People often come from one discipline and find another. People may come with a career in teaching or engineering or supreme court law and find a new passion. One member of the kitchen team has gone on to enroll in the Culinary Institute of America. A guest who developed a love of photography now makes his living as a photographer.
People come to Gould Farm because they have lost a way forward. They come looking for a new way ahead.
On the chalk board in the dining room, someone has quoted Rainer Maria Rilke:
"Whoever you are: Step out into the evening ot of your living room, where everything is so known. Your house is the last before the infinite: whoever you are."
If you go ...
Centennial cookbook: ‘Gould Farm: 100 years of good food'
available at The Bookloft in Great Barrington and through amazon.com
Archive: An exhibit of photographs, letters, descriptions of life on the farm, original recipes and more, assembled in honor of the 100th anniversary, will travel the county this year.
Harvest Barn: On the farm -- from Route 23 in Monterey, take Curtis Road into Gould Farm and turn left at the stop sign. You will see the barn on your right.

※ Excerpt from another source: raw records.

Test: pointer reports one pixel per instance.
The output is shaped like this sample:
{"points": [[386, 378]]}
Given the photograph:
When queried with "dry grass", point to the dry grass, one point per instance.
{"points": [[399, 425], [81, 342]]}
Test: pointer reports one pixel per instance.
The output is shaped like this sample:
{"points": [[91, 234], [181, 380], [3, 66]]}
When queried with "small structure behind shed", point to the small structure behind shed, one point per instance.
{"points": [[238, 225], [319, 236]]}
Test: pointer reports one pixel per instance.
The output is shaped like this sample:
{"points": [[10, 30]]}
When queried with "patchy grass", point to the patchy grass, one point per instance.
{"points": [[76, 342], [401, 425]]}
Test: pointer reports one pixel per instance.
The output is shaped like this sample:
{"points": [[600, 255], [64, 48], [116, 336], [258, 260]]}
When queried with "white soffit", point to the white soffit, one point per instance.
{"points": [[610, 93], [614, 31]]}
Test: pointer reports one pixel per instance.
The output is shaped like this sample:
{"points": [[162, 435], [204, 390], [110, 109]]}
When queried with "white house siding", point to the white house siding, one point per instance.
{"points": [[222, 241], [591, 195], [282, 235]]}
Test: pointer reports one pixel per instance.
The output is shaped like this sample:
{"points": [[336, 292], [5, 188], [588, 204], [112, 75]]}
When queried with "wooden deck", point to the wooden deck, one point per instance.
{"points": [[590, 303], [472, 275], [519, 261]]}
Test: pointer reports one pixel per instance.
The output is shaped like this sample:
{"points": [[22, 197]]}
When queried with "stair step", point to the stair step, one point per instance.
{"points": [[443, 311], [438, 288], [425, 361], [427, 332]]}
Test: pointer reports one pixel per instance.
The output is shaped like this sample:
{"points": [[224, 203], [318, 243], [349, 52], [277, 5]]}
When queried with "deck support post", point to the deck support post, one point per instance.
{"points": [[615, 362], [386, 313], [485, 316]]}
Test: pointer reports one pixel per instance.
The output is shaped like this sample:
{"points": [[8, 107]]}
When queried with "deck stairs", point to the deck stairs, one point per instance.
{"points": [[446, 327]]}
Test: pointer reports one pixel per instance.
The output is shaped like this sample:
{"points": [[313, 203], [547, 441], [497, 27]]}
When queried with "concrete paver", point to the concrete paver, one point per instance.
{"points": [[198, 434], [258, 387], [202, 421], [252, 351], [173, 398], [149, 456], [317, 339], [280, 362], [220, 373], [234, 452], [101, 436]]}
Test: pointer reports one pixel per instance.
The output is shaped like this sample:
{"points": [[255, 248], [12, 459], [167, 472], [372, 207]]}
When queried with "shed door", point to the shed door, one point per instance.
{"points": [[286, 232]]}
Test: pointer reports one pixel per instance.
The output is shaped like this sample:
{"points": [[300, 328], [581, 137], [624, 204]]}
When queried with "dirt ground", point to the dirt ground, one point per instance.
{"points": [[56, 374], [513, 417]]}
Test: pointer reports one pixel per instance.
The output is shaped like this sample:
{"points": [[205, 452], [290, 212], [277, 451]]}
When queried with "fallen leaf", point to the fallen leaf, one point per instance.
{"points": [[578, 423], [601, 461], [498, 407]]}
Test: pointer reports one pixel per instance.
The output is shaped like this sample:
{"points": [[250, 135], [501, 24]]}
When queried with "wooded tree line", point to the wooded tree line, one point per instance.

The self-service store offers packaged cookies, breads and other baked goods, along with maple syrup, honey, cheddar and eggs. Open Wednesday, Thursday and Friday, 10 a.m. to 3 p.m.
The retail bakery and café serves breads, pastries, coffee and tea, and offers Gould Farm maple syrup, honey, cheddar cheese and eggs, as well as jams, chocolates, granola and, in summer, vegetables from the gardens. Open Saturday and Sunday, 9 a.m. to 3 p.m.
Roadside Café: Route 23 East, Monterey -- Breakfast and lunch with ingredients fresh from the farm, Tuesday to Saturday, 7:30 a.m. to 2 p.m.
Diane's trail: Gould Farm's woodlands are crossed by a network of trails and old logging roads that farm staff and guests use for hiking, skiing, collecting maple sap and gathering firewood. Diane's Trail, named in memory of forestry manager Bob Rausch's wife, who died of cancer in 1992, is open to the public. Largely a wetland trail, it has allowed many to learn about this unique habitat.